Thursday, October 11, 2007

Confessions Of A Cashier

What really goes on in their minds as they ring you up.

Now, I have been a cashier for about a year now. I just have to say that even though I may be smiling and crap I am really thinking, “I hate you all” as you bring your two immense shopping carts full of who knows what up to my register.

I don’t really consider myself a bitter person but after a year of working this job it does something to how you look at people. I very rarely get the very good customers; I usually get the average customer that just wants to buy their stuff and go. I would really like to get them out of there as fast as possible as well.

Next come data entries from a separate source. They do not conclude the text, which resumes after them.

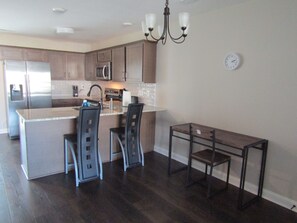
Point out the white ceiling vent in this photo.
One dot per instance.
(64, 30)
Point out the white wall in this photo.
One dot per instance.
(258, 99)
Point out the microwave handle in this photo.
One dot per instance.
(103, 72)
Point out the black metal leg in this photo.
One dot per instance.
(262, 171)
(242, 177)
(209, 182)
(227, 180)
(170, 151)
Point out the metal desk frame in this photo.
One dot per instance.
(239, 143)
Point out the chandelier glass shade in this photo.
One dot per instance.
(150, 22)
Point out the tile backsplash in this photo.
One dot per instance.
(145, 92)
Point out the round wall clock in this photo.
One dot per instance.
(232, 61)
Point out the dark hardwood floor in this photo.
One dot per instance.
(143, 194)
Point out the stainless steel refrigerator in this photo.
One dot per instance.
(27, 85)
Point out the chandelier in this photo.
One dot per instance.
(150, 20)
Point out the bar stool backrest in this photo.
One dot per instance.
(132, 133)
(87, 143)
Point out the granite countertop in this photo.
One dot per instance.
(59, 113)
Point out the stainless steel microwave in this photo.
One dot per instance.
(103, 71)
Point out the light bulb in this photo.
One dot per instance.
(160, 31)
(184, 18)
(144, 27)
(150, 20)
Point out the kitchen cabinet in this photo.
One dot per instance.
(36, 55)
(135, 62)
(11, 53)
(75, 64)
(15, 53)
(118, 64)
(91, 61)
(67, 66)
(57, 62)
(104, 55)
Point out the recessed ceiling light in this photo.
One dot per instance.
(127, 23)
(59, 10)
(64, 30)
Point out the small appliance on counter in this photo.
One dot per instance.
(103, 71)
(126, 100)
(115, 94)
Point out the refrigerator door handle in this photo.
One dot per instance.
(28, 91)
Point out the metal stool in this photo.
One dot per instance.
(84, 147)
(129, 138)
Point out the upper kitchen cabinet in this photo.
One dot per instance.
(16, 53)
(135, 62)
(67, 66)
(75, 66)
(57, 62)
(91, 61)
(36, 55)
(11, 53)
(104, 55)
(118, 64)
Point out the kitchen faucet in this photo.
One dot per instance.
(101, 93)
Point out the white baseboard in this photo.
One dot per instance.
(267, 194)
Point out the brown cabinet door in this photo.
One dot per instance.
(134, 62)
(91, 61)
(149, 62)
(11, 53)
(104, 55)
(75, 66)
(36, 55)
(57, 62)
(118, 64)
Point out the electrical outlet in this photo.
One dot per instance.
(294, 208)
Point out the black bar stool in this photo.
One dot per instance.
(129, 138)
(84, 147)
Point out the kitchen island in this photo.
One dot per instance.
(42, 130)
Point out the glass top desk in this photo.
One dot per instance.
(228, 142)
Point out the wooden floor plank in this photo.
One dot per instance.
(142, 194)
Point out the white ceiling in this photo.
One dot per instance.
(92, 20)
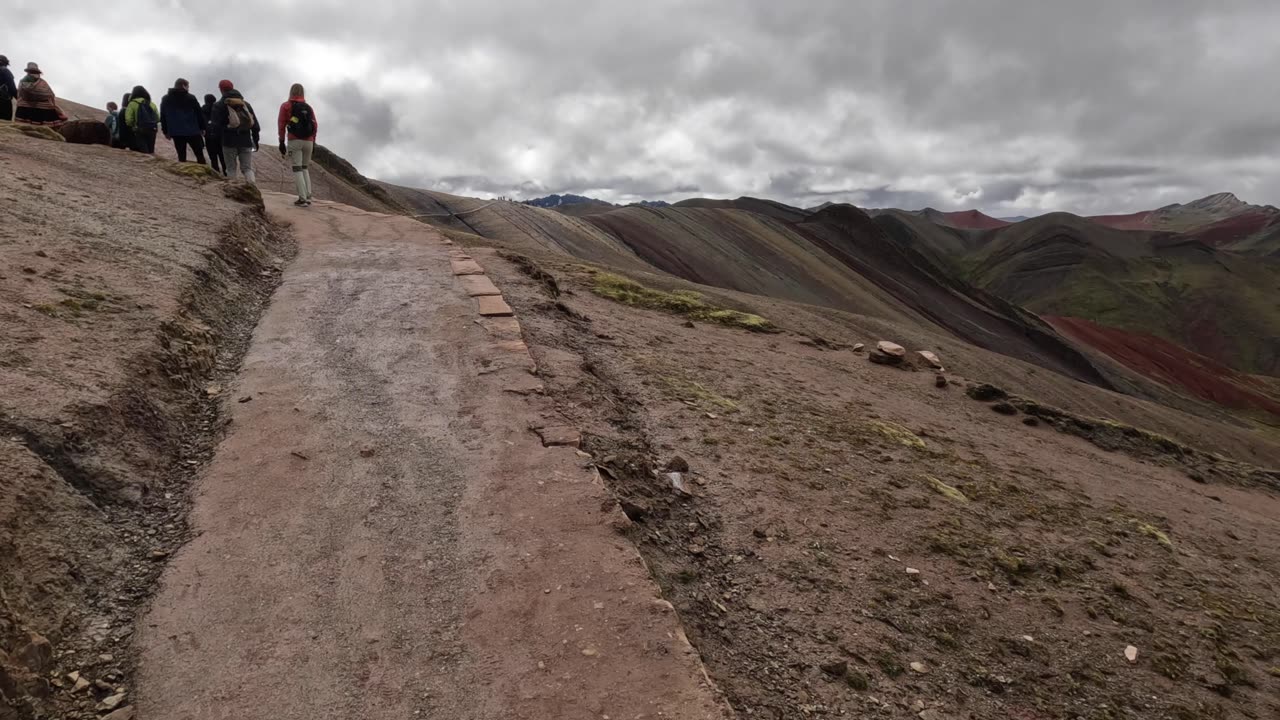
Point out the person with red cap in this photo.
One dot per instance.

Then the majority of the time you get the assholes that love to try and make your day as horrible as possible.

A little advice to anyone who has and will go shopping in the near future, please for the love of all that is holy make sure ALL of your items have a barcode or UPC# on it. I cannot tell you how many times people have brought up items without those two items and they get upset at me because I can’t ring it up. I’m sorry but if your lazy ass couldn’t bother to make sure there was something there then how can you expect me to ring the stupid thing up. It would be common courtesy for the customer to do that much for the cashier.

Another thing that just annoys the hell out of me is the fact that the customers act like it is my fault their item has no barcode on it. Or when they don’t make sure an item costs what they think it is. I hate how the customers think that we have control of how much an item is. Like we would purposely put the item so high. Double check the prices genius and we wouldn’t have to do the price checks and end up proving you wrong anyway. Another thing that would be lovely is PLEASE take all your crap with you. Don’t change your mind on items when you get to the register. Also, if you really can’t put the item back and you really can’t buy it please don’t go shoving it in the isle somewhere. We cashiers will find it and that is just another load of crap that we have to lug back to the courtesy desk. And if you have perishables, BUY THEM! Don’t leave them in the isle! That is one of the rudest things you could do. I am sorry I can understand if you don’t have the money but at least have someone go put the perishable back or at least put it in a drink cooler or something! Just like you don’t like touching the raw chicken or beef, we don’t either!

Please put any and ALL items on the register belt please. Don’t assume that just cause some items are all priced the same that we can ring one of them up. Yes, four different items may cost the same but they all have a different barcode and it messes up the inventory when we scan one item and not all of the others. Please no jokes about how you ‘printed’ your twenties, fifties or hundreds that day. We get it all the time and it never gets any better. If you have large HEAVY items, please take them off the bag carousel as soon as we scan them. They just take up space and makes it harder for us to bag the other items. While we are on that topic, take your shit off the carousel as well when it is full. I know I will stop ringing up your items if you don’t take it off. I don’t know how you expect us to finish scanning all your crap if you don’t remove the bags. Cases of soda, twelve packs of soda or bunches of Gatorade or large things of toilet paper or paper towels DO NOT need bags! Please do not waste bags for those items. We do go through bag shortages so please don’t take more than what you need. Also, if you are just going to re-bag what I just bagged you should have gone to self-fucking checkout. I try to bag things in an orderly fashion and when you just go and change it up it just annoys me.

DO NOT turn the carousel as I am still bagging your items. That is so unbelievably rude! You may think you are helping speed things along but you are not, so don’t! Back to self-checkout, no I will not scan your stuff for you. It is called self-checkout for a damn reason. YOU check YOURSELF out! I am more than willing to help you with a problem but I will not scan your stuff. Also, if you scan something twice don’t leave the item in front of the scanner and act surprised when it has scanned 50 times! If you don’t move it of course it will scan a billion times. Most importantly if you really don’t know how to use it don’t go to it.

If we turn our light off and say we are closed then that means WE ARE CLOSED! Why? We need a break sometime you know. We have to eat lunch and go home at some point. Some of us would rather not get overtime and get fired. Even if you have one item go to a 10 items or less line. Please don’t be a sneaky dick and get in the line anyway.

I think that is all for now because I can’t remember all of it at the moment. I am sure while I am at work on Friday it will all come to me and I’ll make a part two or something. So in summary please do these simple things and we cashiers will not hate you in the end.